どうやらイタチは左目を切り裂かれているらしく血が滴り落ちていた。
でも誰がイタチの魔物の目を切り裂いたの?
『女!! あの重傷で何故それだけの動きが出来る!! 普通ならもう動けないはずだ!!』
え? お母様が??? 重傷で動けないはずじゃ……。
「うふふ。 残念ね、一思いに首を落とそうと思ったのに。 もしあなたのご主人様に会う事があったら、私が礼を言っていたと伝えておいて?」
そこには重傷で動けないはずのお母様がバルムンクを片手で構えている姿だった。
お母様、まさか怪我が治ったの?
だが抉られた右脇腹からの出血は続いていて、とても片手で両手剣のバルムンクを振れる状態では無いはずだ。
『女……。 貴様、暗黒神様の呪いを受けて変異したな……? 姿は変わらないのに異常な怪力……、変異先はアンデットと言った所か?』
「そうよ良く分かったじゃない、さすがは暗黒神のペットって所かしら?」
『ペ、ペットだと!? 取り消せ!! 私は暗黒神様の眷属の1人だ!!』
「どう見てもペットじゃない……。 ギャンギャン躾のなってないあなたを見るだけで、主人の度量も分かるってものね」
『貴様、私だけで無く暗黒神様まで侮辱をするか……。 ん? ああ、なるほど。 そうやって私を怒らせて後ろの扉が閉まる時間を稼ごうとしているのか。
残念だったなお前が扉の中に入る時間はくれてやらんぞ? クックック』
イタチの目と口角が三日月を描き、口からは笑いがこぼれていた。
「私の事は御心配無く。 元々地下神殿に行く気は無かったんだから」
『何だと……?』
「お母様!?」
私は『一緒に地下神殿に行く気は無い』と言ったお母様に右手を伸ばすが扉が閉まり始めたのかケイレス達に止められた。
そして、イタチを見据えたままお母様は私に謝罪するのだった。
「ごめんなさいウルザ。 アンデットとなった私が皆と地下神殿に行くわけには行かないのよ。
変異したのを黙ったまま一緒に生活しても、いつかきっと私は理性を無くし皆を襲ってしまう……。

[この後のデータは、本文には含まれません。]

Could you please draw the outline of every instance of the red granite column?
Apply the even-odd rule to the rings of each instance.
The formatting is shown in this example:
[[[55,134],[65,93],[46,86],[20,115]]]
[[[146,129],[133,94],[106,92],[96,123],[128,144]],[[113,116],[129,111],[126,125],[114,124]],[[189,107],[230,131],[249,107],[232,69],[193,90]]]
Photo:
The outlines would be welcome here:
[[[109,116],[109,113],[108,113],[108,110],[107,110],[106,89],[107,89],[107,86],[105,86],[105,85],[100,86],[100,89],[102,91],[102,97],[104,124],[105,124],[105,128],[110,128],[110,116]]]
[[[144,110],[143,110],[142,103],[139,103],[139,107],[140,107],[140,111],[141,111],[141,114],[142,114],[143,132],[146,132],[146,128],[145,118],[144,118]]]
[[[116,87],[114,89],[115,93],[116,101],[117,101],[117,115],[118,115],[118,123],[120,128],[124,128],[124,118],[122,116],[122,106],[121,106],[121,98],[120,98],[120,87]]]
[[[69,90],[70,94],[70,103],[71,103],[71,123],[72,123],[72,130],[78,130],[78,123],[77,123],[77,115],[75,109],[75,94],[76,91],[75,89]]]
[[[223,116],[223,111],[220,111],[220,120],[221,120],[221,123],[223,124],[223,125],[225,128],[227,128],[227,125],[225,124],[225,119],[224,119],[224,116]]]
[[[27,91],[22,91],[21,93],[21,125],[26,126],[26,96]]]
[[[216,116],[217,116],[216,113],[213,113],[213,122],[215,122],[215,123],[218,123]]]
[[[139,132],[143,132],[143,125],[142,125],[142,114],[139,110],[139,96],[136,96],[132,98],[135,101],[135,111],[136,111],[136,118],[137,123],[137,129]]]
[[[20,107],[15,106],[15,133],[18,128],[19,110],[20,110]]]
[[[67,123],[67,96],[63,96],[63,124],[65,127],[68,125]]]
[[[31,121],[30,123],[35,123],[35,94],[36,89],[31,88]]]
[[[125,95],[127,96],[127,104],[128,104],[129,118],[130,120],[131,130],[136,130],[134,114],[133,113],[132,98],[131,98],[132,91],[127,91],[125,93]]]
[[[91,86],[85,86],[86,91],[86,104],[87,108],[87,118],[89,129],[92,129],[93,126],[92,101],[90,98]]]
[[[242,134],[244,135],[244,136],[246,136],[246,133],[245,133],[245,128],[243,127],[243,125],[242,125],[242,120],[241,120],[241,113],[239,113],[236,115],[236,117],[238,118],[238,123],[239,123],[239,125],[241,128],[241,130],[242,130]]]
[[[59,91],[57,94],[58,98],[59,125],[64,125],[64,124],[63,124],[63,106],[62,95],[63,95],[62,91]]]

そうならない為にも私の意識が残っている内に、誰にも知らない場所で自分を消滅させるしかない……。 そう考えていたんだけどね……」
お母様は緑色のオーラを纏うバルムンクをイタチに突き付ける。
「お前を倒さない事にはウルザと皆の未来が危ぶまれるのなら、私は喜んでお前と刺し違えるわ。
だから……。 ウルザ達の未来の為に死んで頂戴?」
『き、貴様~~!!』
イタチはお母様に突進していくが、アンデットと化したお母様は脳のリミットが外れているらしく、片手で両手剣のバルムンクを操り高速で動くイタチ攻撃をいなしたり弾いたりしている。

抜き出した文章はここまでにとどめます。